Rodeo

Bewertung: ****
Ein Leben auf der Überholspur: Bikerin Julia (Julie Ledru) wünscht sich wenig sehnlicher. Erst dann, wenn die Motorradreifen in maximaler Geschwindigkeit über den Asphalt laufen und der Wind durch die Haare bläst, fühlt sie sich frei. Frei vom Stress des Alltags, frei von misogynen Vorurteilen ihrer männlichen Mitstreiter. Als der freigeistige Teenie sich einer Crew von Motocross-Fahrern anschließt, kommt sie dem Traum ein großes Stück näher.

Wie die Französin Lola Quivoron in ihrem hochintensiven Debütfilm „Rodeo“ zeigt, ist der Alltag der sogenannten Asphaltpiraten jedoch alles andere als ein Zuckerschlecken. Unerschrocken und blutverschmiert wagt sich Julia dennoch in die risikoreiche Männerdomäne und sieht sich sofort Anfeindungen ausgesetzt. Das heuer in Cannes uraufgeführte Charakterdrama skizziert die Bikerszene als masochistische Machohölle, in der fragile Egos den Takt angeben. Da reicht ein läppischer Verarztungsversuch aus, die männliche Ehre zu kränken. Frau muss hier doppelt so viel leisten, um innerhalb der Community auf Akzeptanz zu stoßen.

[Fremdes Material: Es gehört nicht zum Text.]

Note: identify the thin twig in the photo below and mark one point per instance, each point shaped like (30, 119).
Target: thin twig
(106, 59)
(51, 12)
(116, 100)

Dass sich das dargestellte Milieu greifbar und realitätsnah anfühlt, kommt nicht von ungefähr. Die 34-jährige Regisseurin und Drehbuchautorin Quivoron hat den Subkosmos ihres Films bis ins Detail mit Laien besetzt, die sich auch im echten Leben im Motorsport fortbewegen. Sie selbst ist in den ärmlichen Banlieues der Pariser Großstadt aufgewachsen und hat ihre Erfahrungen ins Drehbuch integriert. Wenngleich auch das Setting auf Bordeaux geändert wurde. Das Streben nach Authentizität spielt dem szeneerfahrenen Cast in die Karten. Hauptdarstellerin Julie Ledru sticht mit ihrer elektrisierenden Präsenz heraus, die sich irgendwo zwischen rebellischer „No Bullshit“-Attitüde und einem passiven Todeswunsch manifestiert. Nahaufnahmen, die Julia in ihrem unermüdlichen Vorhaben begleiten, helfen bei der filmischen Immersion. Und die lässt kaum Zeit zum Durchatmen.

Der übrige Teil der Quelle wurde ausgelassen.